Necrosis is considered as an “accidental” or unexpected form of cell death that ends in cell lysis. The first noticeable mention of “necrosis” was in 1859 when Rudolf Virchow used this term to describe advanced tissue breakdown in his compilation titled “Cell Pathology”.

Morphological Manifestations of Necrosis

Necrotic cells show different types of morphological appearance depending on the type of tissue and infection. In coagulative necrosis, cells become anucleated and die, but their architecture remains intact, due to damage to the proteolytic enzymes responsible for cell digestion. Fibrinoid necrosis occurs in blood vessels when the endothelium is damaged, and fibrin is deposited on the vessel wall. Fat necrosis occurs when damage to adipose tissue releases the lipids stored in these cells. For example, during acute pancreatitis, the pancreatic enzymes digest the surrounding fat cells. These fatty acids that are released combine with calcium and produce chalky white soap deposits. Liquefactive necrosis is typically seen in the nervous system, where the necrotic tissue is digested into a viscous liquid. It can be present not only during an infection but also under hypoxic conditions, such as a nerve infraction.

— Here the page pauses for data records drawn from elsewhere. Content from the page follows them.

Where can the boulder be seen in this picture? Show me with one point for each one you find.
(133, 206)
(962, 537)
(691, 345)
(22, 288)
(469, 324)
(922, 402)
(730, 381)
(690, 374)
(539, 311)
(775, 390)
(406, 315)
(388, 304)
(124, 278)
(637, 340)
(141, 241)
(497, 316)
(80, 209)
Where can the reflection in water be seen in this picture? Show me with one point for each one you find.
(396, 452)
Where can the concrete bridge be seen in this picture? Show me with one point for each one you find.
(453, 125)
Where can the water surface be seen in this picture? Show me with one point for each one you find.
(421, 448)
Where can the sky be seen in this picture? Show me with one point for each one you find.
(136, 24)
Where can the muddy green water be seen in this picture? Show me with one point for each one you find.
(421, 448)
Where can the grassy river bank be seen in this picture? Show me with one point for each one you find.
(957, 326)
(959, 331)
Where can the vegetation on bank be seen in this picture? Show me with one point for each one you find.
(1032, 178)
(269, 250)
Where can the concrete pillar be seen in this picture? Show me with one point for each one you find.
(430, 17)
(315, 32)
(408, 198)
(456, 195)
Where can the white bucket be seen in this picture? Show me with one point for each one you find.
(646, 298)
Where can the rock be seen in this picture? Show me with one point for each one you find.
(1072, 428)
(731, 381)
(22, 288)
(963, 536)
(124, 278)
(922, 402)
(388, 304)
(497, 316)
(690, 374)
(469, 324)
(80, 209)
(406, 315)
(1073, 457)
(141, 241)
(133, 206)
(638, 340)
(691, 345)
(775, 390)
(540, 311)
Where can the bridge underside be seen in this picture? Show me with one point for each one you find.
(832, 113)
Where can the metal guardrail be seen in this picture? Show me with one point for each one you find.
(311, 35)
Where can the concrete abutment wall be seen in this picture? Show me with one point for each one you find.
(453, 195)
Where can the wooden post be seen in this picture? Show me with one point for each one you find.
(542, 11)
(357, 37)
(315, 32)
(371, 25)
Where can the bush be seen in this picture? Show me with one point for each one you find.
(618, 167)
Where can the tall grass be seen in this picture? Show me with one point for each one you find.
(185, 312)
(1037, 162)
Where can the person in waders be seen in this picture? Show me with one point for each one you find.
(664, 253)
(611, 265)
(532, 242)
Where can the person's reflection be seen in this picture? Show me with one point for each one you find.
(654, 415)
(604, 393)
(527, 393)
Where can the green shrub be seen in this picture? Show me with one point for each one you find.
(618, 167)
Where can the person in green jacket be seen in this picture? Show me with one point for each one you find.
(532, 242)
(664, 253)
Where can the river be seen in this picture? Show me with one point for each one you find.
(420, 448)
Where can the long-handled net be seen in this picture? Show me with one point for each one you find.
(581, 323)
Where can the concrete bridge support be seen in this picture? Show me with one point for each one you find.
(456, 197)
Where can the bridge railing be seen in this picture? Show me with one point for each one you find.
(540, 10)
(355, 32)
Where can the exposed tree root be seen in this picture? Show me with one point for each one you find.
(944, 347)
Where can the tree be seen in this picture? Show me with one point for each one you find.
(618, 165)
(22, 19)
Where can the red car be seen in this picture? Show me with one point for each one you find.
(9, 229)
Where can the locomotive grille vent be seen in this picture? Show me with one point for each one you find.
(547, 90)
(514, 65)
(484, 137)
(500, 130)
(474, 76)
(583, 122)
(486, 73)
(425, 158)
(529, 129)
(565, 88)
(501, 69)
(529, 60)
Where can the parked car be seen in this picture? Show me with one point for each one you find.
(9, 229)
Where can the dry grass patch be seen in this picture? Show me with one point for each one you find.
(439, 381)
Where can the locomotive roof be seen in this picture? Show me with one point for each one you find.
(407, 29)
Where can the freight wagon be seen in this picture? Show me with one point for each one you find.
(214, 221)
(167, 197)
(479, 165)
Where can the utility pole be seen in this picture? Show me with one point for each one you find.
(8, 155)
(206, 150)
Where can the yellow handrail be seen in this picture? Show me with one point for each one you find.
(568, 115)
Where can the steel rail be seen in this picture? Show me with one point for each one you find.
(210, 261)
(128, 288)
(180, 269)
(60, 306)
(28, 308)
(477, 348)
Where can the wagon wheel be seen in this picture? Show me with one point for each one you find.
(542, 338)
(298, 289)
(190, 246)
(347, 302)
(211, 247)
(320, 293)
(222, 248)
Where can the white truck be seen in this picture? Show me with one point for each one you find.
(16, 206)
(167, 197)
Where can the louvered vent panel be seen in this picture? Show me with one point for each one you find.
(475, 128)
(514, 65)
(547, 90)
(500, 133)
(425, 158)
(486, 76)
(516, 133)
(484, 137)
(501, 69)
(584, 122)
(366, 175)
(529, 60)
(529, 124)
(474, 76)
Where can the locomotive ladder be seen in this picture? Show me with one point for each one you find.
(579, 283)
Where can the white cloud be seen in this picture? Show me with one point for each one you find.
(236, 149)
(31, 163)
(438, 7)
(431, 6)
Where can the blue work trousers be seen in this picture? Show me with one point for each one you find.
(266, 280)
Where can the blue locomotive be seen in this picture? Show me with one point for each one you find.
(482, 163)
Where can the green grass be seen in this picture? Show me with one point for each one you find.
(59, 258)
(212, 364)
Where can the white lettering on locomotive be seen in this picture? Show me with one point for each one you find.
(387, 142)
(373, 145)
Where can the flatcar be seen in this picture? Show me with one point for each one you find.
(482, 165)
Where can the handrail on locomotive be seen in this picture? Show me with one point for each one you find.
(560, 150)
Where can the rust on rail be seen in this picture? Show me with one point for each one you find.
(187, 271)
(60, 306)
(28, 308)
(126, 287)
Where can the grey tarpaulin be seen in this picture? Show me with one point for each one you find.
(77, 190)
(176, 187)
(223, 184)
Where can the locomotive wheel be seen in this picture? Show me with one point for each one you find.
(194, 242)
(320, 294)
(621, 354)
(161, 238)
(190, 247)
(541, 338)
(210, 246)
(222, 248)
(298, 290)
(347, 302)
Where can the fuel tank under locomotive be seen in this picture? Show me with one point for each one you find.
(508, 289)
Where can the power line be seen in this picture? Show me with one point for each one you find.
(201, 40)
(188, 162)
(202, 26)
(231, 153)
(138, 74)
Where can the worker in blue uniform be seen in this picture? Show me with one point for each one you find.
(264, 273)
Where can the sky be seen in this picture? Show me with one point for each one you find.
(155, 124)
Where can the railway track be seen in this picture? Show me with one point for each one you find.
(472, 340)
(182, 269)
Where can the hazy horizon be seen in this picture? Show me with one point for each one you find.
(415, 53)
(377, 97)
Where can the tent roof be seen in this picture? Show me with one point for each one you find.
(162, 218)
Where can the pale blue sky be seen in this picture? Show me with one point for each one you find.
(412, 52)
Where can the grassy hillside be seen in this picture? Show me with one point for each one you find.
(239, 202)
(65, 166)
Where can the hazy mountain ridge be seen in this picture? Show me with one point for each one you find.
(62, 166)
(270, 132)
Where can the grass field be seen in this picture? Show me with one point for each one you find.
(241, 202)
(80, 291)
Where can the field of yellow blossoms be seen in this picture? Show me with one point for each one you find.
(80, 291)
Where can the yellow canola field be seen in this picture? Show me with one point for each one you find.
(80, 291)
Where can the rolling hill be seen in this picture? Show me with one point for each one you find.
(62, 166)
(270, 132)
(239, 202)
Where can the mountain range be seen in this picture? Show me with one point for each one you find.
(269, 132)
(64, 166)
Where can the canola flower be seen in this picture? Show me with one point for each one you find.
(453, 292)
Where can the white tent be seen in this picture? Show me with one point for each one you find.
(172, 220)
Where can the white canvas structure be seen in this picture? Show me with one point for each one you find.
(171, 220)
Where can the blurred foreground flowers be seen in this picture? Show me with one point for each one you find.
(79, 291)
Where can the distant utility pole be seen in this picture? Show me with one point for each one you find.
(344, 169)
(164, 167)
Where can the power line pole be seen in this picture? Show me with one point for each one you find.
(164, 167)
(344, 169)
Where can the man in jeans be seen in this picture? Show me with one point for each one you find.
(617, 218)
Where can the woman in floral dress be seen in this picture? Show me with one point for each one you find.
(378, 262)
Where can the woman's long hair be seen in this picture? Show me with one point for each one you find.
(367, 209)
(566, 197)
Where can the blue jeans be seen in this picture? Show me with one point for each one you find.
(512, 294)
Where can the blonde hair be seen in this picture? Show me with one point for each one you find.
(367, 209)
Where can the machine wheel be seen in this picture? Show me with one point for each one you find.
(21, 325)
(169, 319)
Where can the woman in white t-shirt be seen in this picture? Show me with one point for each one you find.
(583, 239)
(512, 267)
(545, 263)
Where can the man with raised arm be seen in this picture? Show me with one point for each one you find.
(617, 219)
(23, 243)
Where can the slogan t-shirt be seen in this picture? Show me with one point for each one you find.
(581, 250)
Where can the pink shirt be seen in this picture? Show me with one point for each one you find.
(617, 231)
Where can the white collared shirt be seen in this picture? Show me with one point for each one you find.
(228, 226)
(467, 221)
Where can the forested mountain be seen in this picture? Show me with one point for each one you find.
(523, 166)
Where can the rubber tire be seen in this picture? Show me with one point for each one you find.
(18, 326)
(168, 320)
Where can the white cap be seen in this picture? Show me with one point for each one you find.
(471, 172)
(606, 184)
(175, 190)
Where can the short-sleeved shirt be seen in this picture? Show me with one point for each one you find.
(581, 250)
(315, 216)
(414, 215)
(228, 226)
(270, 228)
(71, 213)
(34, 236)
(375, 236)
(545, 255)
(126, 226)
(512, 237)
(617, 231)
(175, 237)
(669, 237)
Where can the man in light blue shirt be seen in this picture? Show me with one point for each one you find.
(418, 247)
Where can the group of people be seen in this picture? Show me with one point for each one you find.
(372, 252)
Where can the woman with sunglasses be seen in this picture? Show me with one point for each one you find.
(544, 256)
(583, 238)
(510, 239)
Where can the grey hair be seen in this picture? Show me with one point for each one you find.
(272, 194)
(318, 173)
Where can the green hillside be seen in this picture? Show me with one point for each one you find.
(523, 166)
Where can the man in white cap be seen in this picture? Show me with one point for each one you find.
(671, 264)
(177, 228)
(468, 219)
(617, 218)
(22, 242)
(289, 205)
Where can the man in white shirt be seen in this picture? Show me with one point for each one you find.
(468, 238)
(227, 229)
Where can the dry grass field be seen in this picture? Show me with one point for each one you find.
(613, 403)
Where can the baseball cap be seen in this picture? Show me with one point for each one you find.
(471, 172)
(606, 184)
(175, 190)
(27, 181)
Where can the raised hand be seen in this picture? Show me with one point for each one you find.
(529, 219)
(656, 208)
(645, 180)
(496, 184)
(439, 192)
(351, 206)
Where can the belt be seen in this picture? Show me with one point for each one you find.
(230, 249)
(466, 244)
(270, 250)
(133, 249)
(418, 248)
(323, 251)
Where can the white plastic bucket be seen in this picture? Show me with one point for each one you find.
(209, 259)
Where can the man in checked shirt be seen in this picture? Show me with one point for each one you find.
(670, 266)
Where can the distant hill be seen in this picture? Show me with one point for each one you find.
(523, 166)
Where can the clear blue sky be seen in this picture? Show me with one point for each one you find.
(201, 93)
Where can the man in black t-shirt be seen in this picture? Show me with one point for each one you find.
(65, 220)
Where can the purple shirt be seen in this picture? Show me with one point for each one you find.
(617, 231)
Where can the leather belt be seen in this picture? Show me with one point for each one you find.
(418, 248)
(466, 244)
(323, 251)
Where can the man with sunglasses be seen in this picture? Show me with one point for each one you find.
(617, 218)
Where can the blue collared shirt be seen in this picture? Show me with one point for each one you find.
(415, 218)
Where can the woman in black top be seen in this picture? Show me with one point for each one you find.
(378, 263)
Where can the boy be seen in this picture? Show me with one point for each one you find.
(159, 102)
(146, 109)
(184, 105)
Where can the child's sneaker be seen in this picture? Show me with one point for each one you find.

Alternate Pathways of Cell Death

In addition to apoptosis and necrosis, cells also exhibit death by necroptosis. Necroptosis has characteristics of both necrosis and apoptosis. It follows a specific signaling pathway like apoptosis, but similar to necrosis, it results in membrane rupture and cell death. Necroptosis occurs during neurodegeneration, ischemia, and infection. Other forms of cell death include mitochondrial permeability transition (MPT) driven necrosis, parthanatos, and ferroptosis. During MPT-driven necrosis, an overload of Ca2+ and oxidative stress increases cyclophilin D production. This, in turn, increases mitochondrial permeability, resulting in mitochondrial rupture. The parthanatos pathway is initiated by the poly(ADP-ribose) polymerase 1 or PARP1 in response to excessive DNA damage due to factors such as oxidative stress. The long poly(ADP-ribose) polymers then bind apoptosis-inducing factors (AIF) that bring about cell death by increasing mitochondrial membrane permeability and chromatin fragmentation. In addition to DNA damage, oxidative stress can also lead to an accumulation of lipid peroxides resulting in cell death. This process is dependent on the availability of iron and is thus termed ferroptosis.